À partir de la Mésopotamie et de l'Égypte, la viticulture se répand dans les îles de la mer Égée : Crète, Chypre, Asie Mineure.

Le nectar des Grecs

En Grèce, la culture de la vigne représente la Culture, celle des hommes "civilisés" capables d'exploiter la terre et de cultiver ses fruits avec la bénédiction des Dieux. Tout comme l'olivier ou le blé, la vigne est un don divin désignant un peuple élu, investi d'une mission civilisatrice.

Le vin occupe une place centrale dans la littérature grecque, inspirant de nombreux mythes liés à Dionysos et son cortège composé de Pan, Silène, nymphes, ménades, satyres et centaures. Les grands crus grecs sont réputés dans toute la Méditerranée. Source de plaisirs, le vin est également un poison mortel qu'il convient de doser en le mélangeant à de l'eau. Le cratère, un grand vase à deux anses, est l'emblème de la culture du vin en Grèce, utilisé pour diluer le vin.

Dionysos

Né de la cuisse de Zeus unie à Sémélé, Dionysos apporte le vin aux peuples qui ne le connaissent pas encore. Il parcourt la Méditerranée avec son joyeux cortège de satyres et de ménades au son d'"évohé", signifiant "à boire" ! Parmi les dieux de l'Olympe, Dionysos est le plus proche des hommes et de leurs défauts. Il incarne à la fois les plaisirs et les excès du vin. Comme les buveurs, il peut se montrer violent et difficile à maîtriser. Les orgies qu'il préside peuvent entraîner des dérives sanguinaires, comme dans le cas d'Orphée et du roi Penthée.

Du bon usage du vin

Chez les Grecs, qui considèrent le vin comme l'origine de leur civilisation, il est également perçu comme un danger.
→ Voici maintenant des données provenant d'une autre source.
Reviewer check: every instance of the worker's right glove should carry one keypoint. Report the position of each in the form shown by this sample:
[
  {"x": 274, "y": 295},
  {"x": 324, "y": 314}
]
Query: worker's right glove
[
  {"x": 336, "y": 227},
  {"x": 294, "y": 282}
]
L'ivresse menace les principes fondateurs de la cité tels que la loi, l'ordre et la modération, nécessaires à la vie en démocratie. Sa consommation est donc réglementée, tolérée uniquement dans des occasions particulières comme les Dionysies, des processions annuelles dédiées au Dieu du vin.

En privé, le vin est bu lors du symposium, la "fête du boire ensemble", qui rassemble les buveurs après les repas. Réservé à l'aristocratie puis devenu un passe-temps bourgeois et masculin, le symposium se déroule couché sur des litières (klinés) le long des parois d'une pièce. L'égalité entre les convives est symbolisée par un grand vase (cratère, lebes, stamnos) au centre de la fête. Le vin et l'eau y sont mélangés selon des proportions définies d'un commun accord entre les convives. Servi dans des vases à boire variés (skyphos, canthare, kylix, phiale, rhyton), le breuvage est accompagné de somptueux services à boire, de mobiliers luxueux, d'étoffes précieuses, de peintures murales, d'essences parfumées, de dialogues philosophiques, de jeux de société et de prostituées, contribuant à l'expérience sensorielle complète.